Bug 275467

Summary: Batch compiler writes log using default encoding instead of UTF-8
Product: [Eclipse Project] JDT Reporter: Nick Edgar <n.a.edgar>
Component: CoreAssignee: Olivier Thomann <Olivier_Thomann>
Status: VERIFIED FIXED QA Contact:
Severity: minor    
Priority: P3 CC: david_audel, Olivier_Thomann
Version: 3.3Flags: david_audel: review+
Target Milestone: 3.5 RC1   
Hardware: PC   
OS: Windows XP   
Whiteboard:
Attachments:
Description Flags
Proposed fix none

Description Nick Edgar CLA 2009-05-08 10:39:57 EDT
- invoke JDT compiler in Chinese locale with -log option
- log file header indicates UTF-8 encoding
- try to read file in UTF-8 (e.g. using Jazz's jdtCompileLogPublisher Ant task)
- it fails complaining:
  XML parsing error: "1 字节 UTF-8 序列的无效字节 1。" at line "2".
which roughly translates as  1 byte UTF-8 sequence's invalid byte 1"

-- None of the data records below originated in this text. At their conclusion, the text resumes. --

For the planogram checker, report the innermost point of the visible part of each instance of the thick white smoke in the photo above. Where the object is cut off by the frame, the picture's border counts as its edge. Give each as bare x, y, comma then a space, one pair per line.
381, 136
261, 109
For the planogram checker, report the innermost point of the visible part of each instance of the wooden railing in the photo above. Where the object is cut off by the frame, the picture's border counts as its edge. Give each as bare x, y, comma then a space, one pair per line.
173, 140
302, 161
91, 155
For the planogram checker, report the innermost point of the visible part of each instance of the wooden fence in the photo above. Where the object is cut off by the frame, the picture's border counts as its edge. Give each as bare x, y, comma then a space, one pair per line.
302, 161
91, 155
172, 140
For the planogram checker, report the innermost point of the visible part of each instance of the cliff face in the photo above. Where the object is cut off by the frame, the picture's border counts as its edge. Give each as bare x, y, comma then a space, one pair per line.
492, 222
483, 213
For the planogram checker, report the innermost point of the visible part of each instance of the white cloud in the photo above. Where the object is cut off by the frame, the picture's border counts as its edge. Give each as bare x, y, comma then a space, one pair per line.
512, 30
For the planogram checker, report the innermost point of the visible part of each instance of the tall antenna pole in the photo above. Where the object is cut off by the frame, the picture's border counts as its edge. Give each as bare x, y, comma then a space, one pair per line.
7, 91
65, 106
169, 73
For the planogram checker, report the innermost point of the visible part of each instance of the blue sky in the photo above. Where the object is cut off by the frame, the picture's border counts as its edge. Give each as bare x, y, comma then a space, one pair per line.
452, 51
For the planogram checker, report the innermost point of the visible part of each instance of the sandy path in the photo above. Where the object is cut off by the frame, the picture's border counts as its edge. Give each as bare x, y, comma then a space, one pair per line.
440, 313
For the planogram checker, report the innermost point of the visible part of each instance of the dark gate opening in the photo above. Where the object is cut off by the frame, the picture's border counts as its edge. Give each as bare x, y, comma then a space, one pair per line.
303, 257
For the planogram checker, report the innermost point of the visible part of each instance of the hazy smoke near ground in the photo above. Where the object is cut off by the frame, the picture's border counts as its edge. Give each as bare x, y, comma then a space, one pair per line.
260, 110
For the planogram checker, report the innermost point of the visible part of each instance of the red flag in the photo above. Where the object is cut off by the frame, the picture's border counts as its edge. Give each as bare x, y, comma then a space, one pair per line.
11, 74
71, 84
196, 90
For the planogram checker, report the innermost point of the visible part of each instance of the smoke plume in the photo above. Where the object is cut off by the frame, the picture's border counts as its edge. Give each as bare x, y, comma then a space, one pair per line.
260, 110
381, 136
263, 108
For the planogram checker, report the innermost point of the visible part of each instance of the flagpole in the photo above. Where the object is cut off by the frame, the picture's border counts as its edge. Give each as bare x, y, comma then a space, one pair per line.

Line 2 is the date line, e.g. the first few lines of a log in English are:

<?xml version="1.0" encoding="UTF-8"?>
<!-- 07/05/09 1:31:24 EDT PM -->
<!DOCTYPE compiler PUBLIC "-//Eclipse.org//DTD Eclipse JDT 3.2.003 Compiler//EN" "http://www.eclipse.org/jdt/core/compiler_32_003.dtd">
<compiler copyright="Copyright IBM Corp 2000, 2007. All rights reserved." name="Eclipse Java Compiler" version="0.780_R33x, 3.3.1">
        <command_line>

The problem appears to be in Main$Logger.setLog where it does:
  this.log = new PrintWriter(new FileOutputStream(logFileName, false));

This uses the default encoding.  It should instead use 
  this.log = new PrintWriter(new FileOutputStream(logFileName, Util.UTF_8));


This is blocking TVT testing of Jazz, but we are looking into a workaround, e.g. specifying -Dfile.encoding=UTF-8 on the command line.
Comment 1 Nick Edgar CLA 2009-05-08 10:43:08 EDT
Note: I'd expect the date line to be in the locale-specific format, which would likely use double-bytes in the Chinese ('zh') locale.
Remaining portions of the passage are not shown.